8. Conditional Columns for Data Categorization
In this section, we will categorize orders depending on their Total value:
Click Add Column > Conditional Column.
Set up rules as such:
If Total > 1500, then High Value
If Total between 800 and 1500, then Medium Value
Else, Low Value
This categorization helps in identifying high-value customers and products.
9. Removal of Duplicates
Removing duplicates can alter the insight, hence, they should be eliminated.
Select either the Order ID or Customer Name column.
Click Remove Duplicates.
This way we ensure there is one order for each CustomerID, thereby bettering the accuracy of data.
The Data Finalization and Loading into Power BI
Once all transformations are done:
Click Close &Apply to load the cleaned data into Power BI.
Use the Report View for dashboard and visualization purposes.

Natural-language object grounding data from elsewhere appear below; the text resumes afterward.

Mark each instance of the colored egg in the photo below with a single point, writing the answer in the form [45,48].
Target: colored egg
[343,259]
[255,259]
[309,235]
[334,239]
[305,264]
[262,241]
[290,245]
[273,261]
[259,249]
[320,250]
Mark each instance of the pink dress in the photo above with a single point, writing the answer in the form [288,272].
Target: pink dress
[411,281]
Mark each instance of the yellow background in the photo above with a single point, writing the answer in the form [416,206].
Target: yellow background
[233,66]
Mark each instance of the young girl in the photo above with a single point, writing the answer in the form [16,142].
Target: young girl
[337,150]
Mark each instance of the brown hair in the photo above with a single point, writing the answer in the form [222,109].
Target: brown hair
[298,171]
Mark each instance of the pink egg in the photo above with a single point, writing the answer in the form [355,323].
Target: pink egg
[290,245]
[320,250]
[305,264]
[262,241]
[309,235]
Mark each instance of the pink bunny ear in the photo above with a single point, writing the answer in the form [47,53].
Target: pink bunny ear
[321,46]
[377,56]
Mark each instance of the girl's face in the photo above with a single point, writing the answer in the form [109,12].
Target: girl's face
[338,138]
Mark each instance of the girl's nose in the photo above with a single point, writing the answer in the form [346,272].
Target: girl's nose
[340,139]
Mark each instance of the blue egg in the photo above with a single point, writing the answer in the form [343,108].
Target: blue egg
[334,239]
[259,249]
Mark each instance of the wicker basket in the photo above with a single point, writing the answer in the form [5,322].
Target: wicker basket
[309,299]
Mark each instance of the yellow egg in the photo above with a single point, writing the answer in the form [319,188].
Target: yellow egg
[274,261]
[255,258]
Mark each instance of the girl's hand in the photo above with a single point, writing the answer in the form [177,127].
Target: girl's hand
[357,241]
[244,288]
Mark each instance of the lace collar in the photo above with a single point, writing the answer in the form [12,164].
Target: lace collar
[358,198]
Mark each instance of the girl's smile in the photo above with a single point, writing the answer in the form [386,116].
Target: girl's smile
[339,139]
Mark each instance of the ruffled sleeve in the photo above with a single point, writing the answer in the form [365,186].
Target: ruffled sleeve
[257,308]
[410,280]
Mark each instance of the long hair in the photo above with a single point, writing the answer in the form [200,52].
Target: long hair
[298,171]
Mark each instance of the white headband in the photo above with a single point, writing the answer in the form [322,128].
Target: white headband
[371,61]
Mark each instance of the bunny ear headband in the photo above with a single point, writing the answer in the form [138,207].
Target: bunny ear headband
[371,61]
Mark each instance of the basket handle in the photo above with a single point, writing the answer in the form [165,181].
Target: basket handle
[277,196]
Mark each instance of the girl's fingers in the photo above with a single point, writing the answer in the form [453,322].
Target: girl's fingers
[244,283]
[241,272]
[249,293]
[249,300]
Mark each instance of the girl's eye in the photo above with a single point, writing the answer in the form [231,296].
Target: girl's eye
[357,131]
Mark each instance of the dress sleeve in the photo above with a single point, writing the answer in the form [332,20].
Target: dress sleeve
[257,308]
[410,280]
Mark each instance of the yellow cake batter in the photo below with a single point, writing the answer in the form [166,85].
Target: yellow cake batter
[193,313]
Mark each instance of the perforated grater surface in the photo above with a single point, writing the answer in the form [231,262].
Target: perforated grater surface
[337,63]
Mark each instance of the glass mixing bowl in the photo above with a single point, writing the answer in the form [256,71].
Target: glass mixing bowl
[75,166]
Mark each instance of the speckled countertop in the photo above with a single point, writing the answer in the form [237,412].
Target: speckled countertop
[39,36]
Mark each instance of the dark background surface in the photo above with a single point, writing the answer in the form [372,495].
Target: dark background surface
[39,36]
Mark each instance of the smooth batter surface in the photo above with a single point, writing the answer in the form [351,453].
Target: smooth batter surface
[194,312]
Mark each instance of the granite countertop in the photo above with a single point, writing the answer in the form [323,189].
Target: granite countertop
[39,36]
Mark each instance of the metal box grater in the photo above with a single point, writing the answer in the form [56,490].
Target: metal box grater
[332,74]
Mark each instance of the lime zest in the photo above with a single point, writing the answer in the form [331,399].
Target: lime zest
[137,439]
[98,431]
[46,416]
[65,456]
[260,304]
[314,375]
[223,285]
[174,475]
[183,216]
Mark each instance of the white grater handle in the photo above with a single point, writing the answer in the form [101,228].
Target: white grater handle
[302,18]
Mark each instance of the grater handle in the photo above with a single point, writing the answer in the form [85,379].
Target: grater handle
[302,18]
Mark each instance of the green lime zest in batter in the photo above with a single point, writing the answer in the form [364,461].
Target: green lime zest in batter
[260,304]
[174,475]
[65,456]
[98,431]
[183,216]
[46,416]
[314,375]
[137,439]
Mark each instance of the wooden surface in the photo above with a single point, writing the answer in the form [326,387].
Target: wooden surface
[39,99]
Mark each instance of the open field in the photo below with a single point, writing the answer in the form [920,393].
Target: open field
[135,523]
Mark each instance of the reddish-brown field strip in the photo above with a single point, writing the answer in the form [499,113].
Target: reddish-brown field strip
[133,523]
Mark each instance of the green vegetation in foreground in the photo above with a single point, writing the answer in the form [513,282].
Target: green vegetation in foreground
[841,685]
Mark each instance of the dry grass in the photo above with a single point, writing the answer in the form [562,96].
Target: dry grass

Well, the data is structured, corrected, and good for reporting.
Conclusion
Power Query just changes the game in converting raw data into useful insights. This practice had us cover real-world techniques, including those we have mentioned: handling of missing values, splitting columns, changing data types, and summarizing data.
Now that you have mastered all those transformations, you will be able to clean and prepare any data set at an instant. Implement these steps in your projects on Power BI until working with dirty data becomes second nature!